I’ll get into why in a second, and also how you can make the open source game a little easier, mentally. But another particularity of open source companies is that they can be a mindfuck not just for the founders, but also for the sales and marketing team, especially if those sales and marketing teams have experience with proprietary companies but not open source companies.
Why?
If you’re building an open source company, you have to be ok with:
Loads of people using your technology for free, including loads of people who work for big companies with fat budgets.
Losing sales deals to your open source project.
The fact that some people aren’t just satisfied with your OSS, they are actually better off with it than they would be with your paid thing, and not just because they are broke.
The 0.5% of the open source community that are trolls, and will tell you that there’s a picture on your website that isn’t Creative Commons licensed and therefore you’re not really an open source company. Or worse.
Internal tension (as in, inside yourself as well as inside your team) about how to be a good open source community member and how to make a profit, and how to allocate scarce resources between project and product.
All of the above impact not just founders, who are dealing with the mind games inherent in building a company already (what happens if we fail? Oh shit, now I am responsible for 40 mortgages! Our biggest customer just left and I don’t know why… Ugh I have to fire someone… and more), but also the rest of the team.
Sales people can find # 1 and # 2 super stressful, if they don’t have an open source background… and while ideally your whole GTM team will have open source experience, the reality is that not tons of people have that experience, so the people you can hire for GTM roles might not.

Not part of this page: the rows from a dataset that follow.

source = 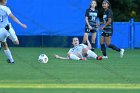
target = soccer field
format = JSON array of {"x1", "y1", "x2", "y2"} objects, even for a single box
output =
[{"x1": 0, "y1": 48, "x2": 140, "y2": 93}]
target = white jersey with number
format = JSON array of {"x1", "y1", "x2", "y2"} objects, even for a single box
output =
[
  {"x1": 69, "y1": 44, "x2": 87, "y2": 57},
  {"x1": 0, "y1": 5, "x2": 11, "y2": 28},
  {"x1": 0, "y1": 5, "x2": 18, "y2": 41}
]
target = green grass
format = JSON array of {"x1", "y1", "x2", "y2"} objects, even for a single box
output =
[{"x1": 0, "y1": 48, "x2": 140, "y2": 93}]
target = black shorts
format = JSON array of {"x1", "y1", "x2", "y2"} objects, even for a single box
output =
[
  {"x1": 101, "y1": 32, "x2": 113, "y2": 37},
  {"x1": 85, "y1": 26, "x2": 97, "y2": 33}
]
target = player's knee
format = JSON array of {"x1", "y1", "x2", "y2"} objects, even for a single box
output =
[
  {"x1": 13, "y1": 41, "x2": 19, "y2": 45},
  {"x1": 2, "y1": 42, "x2": 8, "y2": 50}
]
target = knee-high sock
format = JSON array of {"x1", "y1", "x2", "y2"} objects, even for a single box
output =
[
  {"x1": 101, "y1": 44, "x2": 107, "y2": 56},
  {"x1": 87, "y1": 50, "x2": 97, "y2": 59},
  {"x1": 70, "y1": 54, "x2": 80, "y2": 60},
  {"x1": 91, "y1": 43, "x2": 96, "y2": 49},
  {"x1": 108, "y1": 44, "x2": 121, "y2": 52},
  {"x1": 4, "y1": 49, "x2": 14, "y2": 62}
]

How do you win the mind game?
Aside from white knuckling it, there’s some things you can do to make the mind game easier to bear, both for you and your team. Good news! Everything on this list will also help your company in more tangible ways than the founders’ and sales team’s mental health.
Make sure you have a very clear understanding of how your OSS is contributing business value to your company. So when you (or your team) have a bad moment, you can easily remember why it matters to take the open source route.
Have a very clear framework for the relationship between commercial offering and product. This means clear positioning for each, ICPs, unique value propositions, competitive alternatives and pain points are defined for project and product individually, so it’s easy to see where the delta is. You should have a core description of product and project that is different. This will make it obvious what features belong in each edition, and also make it easier to target marketing activities and qualify sales leads.
Make sure you get alignment on the relationship between project and product, as well as the overall positioning and point of view of the whole company. Writing your positioning and GTM fundamentals is critical to make this happen. Make sure your whole team is in the same feedback loop and working towards the same goals. This is especially important for your team’s mental health — it’s really easy to feel like you’re not going in the same direction when engineering is going on and on about GitHub stars and you’re the salesperson trying to meet a target.
In summary: Open source companies are more complex, and they can really be a mental challenge for everyone involved. Do what you can to minimize the complexities and mind games so you can get more benefits from your open source path.